Numbers

        A machine is never on its own.

        One (the machine—the author, the infant, the analysand for instance) is not the originary number. A machine is always producing of a flow, of a product.

        Two (the machine and its flow—author and text, mother and milk, analysand and speech) is not the originary number either. A machine produces not only a product but also a product that is producing of another, that is itself a machine, a consuming machine to be more precise.

        Three (the machine, its flow, and the machine that consumes that flow—author, text, and reader; mother, milk, and infant; analysand, speech, and analyst) is still not the originary number. The presence of a machine presupposes not only another that it produces but yet a third by which it had been preceded and produced, and so on.

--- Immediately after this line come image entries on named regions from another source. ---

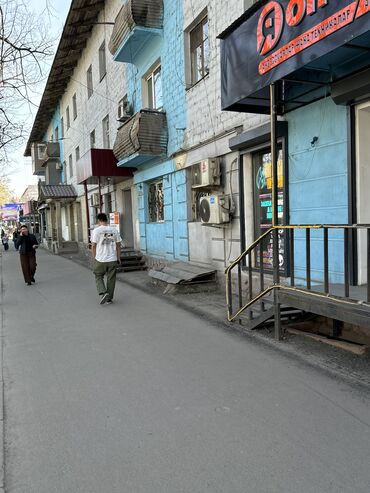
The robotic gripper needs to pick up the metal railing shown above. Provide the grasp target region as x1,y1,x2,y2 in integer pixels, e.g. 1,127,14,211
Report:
225,224,370,338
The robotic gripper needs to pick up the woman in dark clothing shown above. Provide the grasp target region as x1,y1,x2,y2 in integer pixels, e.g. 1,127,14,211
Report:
13,229,19,250
16,226,38,286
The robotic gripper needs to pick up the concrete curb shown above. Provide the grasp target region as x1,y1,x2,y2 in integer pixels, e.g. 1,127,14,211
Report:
60,250,370,391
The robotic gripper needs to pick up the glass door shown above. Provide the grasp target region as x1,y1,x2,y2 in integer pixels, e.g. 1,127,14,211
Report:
253,148,287,275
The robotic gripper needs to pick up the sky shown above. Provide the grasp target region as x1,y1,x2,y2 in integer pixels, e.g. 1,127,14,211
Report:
7,0,71,197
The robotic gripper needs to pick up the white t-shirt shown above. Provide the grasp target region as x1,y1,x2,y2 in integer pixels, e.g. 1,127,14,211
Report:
91,226,122,262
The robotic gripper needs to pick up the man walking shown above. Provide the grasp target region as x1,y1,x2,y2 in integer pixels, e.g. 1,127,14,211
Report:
91,212,122,305
15,226,38,286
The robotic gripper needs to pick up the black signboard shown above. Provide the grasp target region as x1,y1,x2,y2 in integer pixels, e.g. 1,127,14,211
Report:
220,0,370,110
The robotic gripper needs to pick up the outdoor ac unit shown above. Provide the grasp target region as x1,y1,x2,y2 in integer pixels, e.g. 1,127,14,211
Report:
199,195,230,224
90,193,100,207
193,158,220,188
118,96,132,122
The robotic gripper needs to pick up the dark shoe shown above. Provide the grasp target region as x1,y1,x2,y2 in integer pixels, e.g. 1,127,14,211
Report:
100,293,109,305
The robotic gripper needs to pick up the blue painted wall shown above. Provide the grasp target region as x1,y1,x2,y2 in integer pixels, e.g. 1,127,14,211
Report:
126,0,189,261
286,98,348,282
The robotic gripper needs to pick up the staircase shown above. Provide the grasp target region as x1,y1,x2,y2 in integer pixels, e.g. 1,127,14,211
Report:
225,225,370,340
117,248,147,272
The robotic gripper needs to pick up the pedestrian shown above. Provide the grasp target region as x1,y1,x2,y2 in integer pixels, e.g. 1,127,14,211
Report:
1,232,9,251
91,212,122,305
16,225,38,286
13,229,19,250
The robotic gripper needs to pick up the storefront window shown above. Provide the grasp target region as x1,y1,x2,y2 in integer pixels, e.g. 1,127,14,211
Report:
148,180,164,223
253,149,286,271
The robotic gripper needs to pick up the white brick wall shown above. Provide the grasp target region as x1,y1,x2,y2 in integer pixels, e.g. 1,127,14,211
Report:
184,0,266,148
60,0,126,195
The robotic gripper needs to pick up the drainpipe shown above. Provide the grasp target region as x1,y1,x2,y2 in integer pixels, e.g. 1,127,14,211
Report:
270,83,281,340
84,180,90,243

        Infinity is the originary number. The presence of a machine is made possible only in an infinite series or string (and… and… and…) of connecting, producing, consuming, and recording machines. The series itself can exist only in an immensely complicated matrix or network of production among whose components we may count sexuality, kinship, market forces, intellectual histories, legal and juridical constraints, scientific and aesthetic achievements, and physiological contingencies. Ultimately, meaning resides in such activities; it is not deferred till the moment of a product as an end.

        The clinical implication here is twofold. First, the distinction between reality and unconscious phantasy, between what belongs to the everyday and what is “properly” psychoanalytic, is in the understanding of the relationships and events between machines (production, consumption, etc…) and not in the nature of the object as such. The priority then is to appreciate that the clinical practice and its material and ideological surround are fundamentally implicated in one another. Second, the notion of termination as cure, truth, or position is never truly “terminal;” the connective synthesis is endless in its dynamic and the clinical concern, as indeed it has now become for many, is much less with an end to a process than it is with its extension beyond the point where the presence of the analyst is mandatory.